Ran into something odd the other day. I was observing a 30 second power on delay for VMs on an ESXi host. I messed with it for a few weeks, dug through logs, and opened a VMware SR. Got nothing from all of the normal avenues. After the ticket was open for a good week with no solution I was a little miffed. So I browsed reddit for a while. It occurred to me after read some of the old r/sysadmin posts (don’t get me started on how the normal post there now is someone complaining about their job) and the DNS haiku showed up. You know:
“It’s Not DNS
There’s no way it’s DNS
It was DNS”
Well long story short it was DNS. The host gets a DHCP address for vmk0 that provides a DNS server that doesn’t respond.
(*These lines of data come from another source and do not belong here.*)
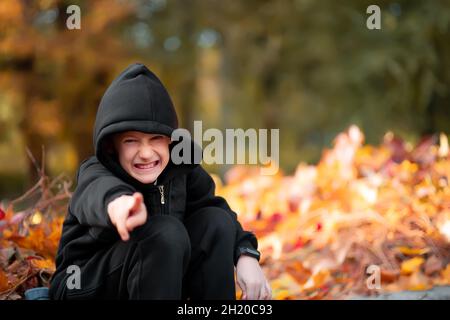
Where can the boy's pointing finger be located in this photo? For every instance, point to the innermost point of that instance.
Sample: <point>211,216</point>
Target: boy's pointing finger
<point>137,197</point>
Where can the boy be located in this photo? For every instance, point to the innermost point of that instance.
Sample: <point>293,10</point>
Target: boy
<point>140,226</point>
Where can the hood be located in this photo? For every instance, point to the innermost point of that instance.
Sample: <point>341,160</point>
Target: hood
<point>137,100</point>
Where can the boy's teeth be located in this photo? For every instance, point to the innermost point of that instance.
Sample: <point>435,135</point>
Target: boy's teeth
<point>147,166</point>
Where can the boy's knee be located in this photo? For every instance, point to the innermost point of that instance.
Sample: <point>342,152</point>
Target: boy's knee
<point>164,232</point>
<point>217,220</point>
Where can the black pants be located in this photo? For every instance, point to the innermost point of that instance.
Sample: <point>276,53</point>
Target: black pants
<point>166,259</point>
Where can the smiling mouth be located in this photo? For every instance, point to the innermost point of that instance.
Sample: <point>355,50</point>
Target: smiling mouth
<point>146,166</point>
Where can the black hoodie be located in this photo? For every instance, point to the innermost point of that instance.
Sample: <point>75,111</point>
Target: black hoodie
<point>136,100</point>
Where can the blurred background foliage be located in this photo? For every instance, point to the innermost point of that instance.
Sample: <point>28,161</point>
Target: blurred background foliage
<point>310,68</point>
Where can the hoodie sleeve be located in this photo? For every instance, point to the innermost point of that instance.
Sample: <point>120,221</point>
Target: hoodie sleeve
<point>201,193</point>
<point>96,187</point>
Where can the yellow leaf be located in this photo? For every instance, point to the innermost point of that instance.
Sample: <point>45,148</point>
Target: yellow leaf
<point>413,251</point>
<point>411,265</point>
<point>4,285</point>
<point>43,264</point>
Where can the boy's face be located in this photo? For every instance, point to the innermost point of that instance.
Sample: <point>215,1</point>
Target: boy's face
<point>144,156</point>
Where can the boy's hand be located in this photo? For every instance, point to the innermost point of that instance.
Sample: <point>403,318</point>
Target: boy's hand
<point>251,279</point>
<point>127,213</point>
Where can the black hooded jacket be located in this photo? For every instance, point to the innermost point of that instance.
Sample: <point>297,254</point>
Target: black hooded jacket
<point>136,100</point>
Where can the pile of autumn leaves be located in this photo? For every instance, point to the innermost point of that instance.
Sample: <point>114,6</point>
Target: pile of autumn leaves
<point>364,220</point>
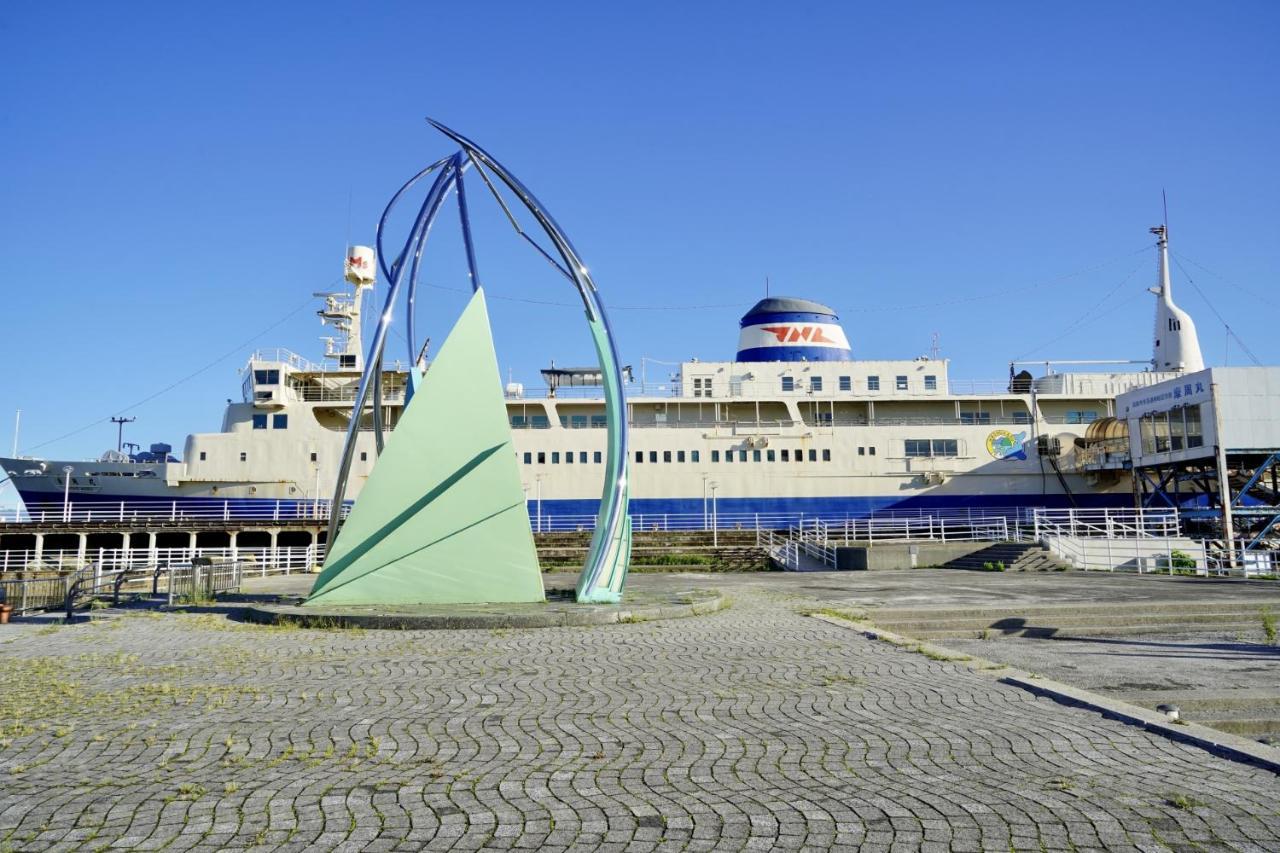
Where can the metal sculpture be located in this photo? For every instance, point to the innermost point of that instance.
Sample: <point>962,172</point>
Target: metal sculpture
<point>604,570</point>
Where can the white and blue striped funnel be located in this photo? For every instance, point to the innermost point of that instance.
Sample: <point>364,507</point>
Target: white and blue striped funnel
<point>784,328</point>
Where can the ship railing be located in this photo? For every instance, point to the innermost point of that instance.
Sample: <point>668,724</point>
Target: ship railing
<point>343,395</point>
<point>184,510</point>
<point>922,521</point>
<point>1106,523</point>
<point>280,560</point>
<point>1168,555</point>
<point>781,548</point>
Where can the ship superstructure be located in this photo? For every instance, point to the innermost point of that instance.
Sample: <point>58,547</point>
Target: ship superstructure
<point>795,423</point>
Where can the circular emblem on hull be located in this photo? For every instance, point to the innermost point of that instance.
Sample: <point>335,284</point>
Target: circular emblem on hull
<point>1002,443</point>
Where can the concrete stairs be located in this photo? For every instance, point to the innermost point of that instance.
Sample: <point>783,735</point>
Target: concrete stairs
<point>728,551</point>
<point>1016,556</point>
<point>1061,621</point>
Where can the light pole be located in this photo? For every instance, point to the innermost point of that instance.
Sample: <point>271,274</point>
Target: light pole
<point>67,492</point>
<point>714,486</point>
<point>704,501</point>
<point>538,498</point>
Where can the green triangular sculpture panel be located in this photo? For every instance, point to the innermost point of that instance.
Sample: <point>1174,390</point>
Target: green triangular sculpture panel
<point>442,518</point>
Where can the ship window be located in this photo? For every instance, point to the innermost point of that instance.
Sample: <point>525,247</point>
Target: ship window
<point>1194,432</point>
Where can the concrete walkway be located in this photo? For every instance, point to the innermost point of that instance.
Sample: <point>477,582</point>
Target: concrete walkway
<point>753,728</point>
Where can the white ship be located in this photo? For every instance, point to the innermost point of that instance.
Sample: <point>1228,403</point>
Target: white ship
<point>794,424</point>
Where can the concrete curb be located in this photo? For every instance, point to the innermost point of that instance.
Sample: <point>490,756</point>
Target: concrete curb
<point>1220,743</point>
<point>560,616</point>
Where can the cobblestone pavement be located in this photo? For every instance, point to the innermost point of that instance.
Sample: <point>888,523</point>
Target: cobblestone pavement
<point>755,728</point>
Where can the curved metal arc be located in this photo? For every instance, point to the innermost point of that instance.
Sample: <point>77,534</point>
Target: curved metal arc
<point>515,223</point>
<point>432,205</point>
<point>611,519</point>
<point>393,203</point>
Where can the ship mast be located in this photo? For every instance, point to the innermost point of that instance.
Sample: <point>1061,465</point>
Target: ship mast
<point>1176,346</point>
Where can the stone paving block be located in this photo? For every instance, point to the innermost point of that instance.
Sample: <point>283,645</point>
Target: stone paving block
<point>749,728</point>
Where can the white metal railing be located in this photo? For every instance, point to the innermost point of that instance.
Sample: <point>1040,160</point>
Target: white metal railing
<point>1162,555</point>
<point>929,527</point>
<point>256,561</point>
<point>1106,523</point>
<point>318,510</point>
<point>186,510</point>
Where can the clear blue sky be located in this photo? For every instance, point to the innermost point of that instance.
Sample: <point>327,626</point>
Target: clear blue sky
<point>176,178</point>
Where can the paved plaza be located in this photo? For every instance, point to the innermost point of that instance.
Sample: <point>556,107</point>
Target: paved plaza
<point>753,728</point>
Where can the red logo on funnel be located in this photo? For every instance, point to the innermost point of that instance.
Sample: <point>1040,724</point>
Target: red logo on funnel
<point>798,333</point>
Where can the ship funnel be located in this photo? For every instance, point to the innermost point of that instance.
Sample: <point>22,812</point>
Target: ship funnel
<point>791,329</point>
<point>1176,346</point>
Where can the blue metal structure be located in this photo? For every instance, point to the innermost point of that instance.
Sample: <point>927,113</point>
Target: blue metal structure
<point>604,571</point>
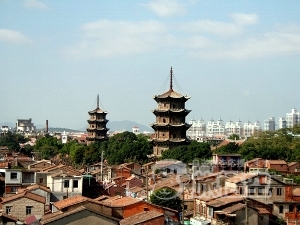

Oddly enough when you try and power on a VM the host does a name resolution of itself before it completes the action:
[root@localhost:~] date && vim-cmd vmsvc/power.on 2 && date
Wed Sep 28 12:30:07 UTC 2022
Powering on VM:
Wed Sep 28 12:30:33 UTC 20ss
The associated packet capture output:
12:30:08.257207 10.1.2.3.50966 > 168.63.129.16.53: 39689+ A? localhost.internal.dns (81)
12:30:13.260444 10.1.2.3.50966 > 168.63.129.16.53: 39689+ A? localhost.internal.dns (81)
12:30:13.261432 10.1.2.3.54383 > 168.63.129.16.53: 27060+ A? localhost.internal.dns (81)
12:30:18.263761 10.1.2.3.61923 > 168.63.129.16.53: 22372+ A? localhost.internal.dns (102)
12:30:18.264643 10.1.2.3.54383 > 168.63.129.16.53: 27060+ A? localhost.internal.dns (81)
12:30:23.266920 10.1.2.3.61923 > 168.63.129.16.53: 22372+ A? localhost.internal.dns (102)
12:30:23.267782 10.1.2.3.56398 > 168.63.129.16.53: 21279+ A? localhost.internal.dns (102)
12:30:28.270808 10.1.2.3.56398 > 168.63.129.16.53: 21279+ A? localhost.internal.dns (102)
Once I set the DNS server to one that responds the VM powers on fine. So with that in mind I did some more testing with some help from a friend. This issue only occurs with DHCP hosts. If you set a static IP and an unresponsive DNS server there is no issue.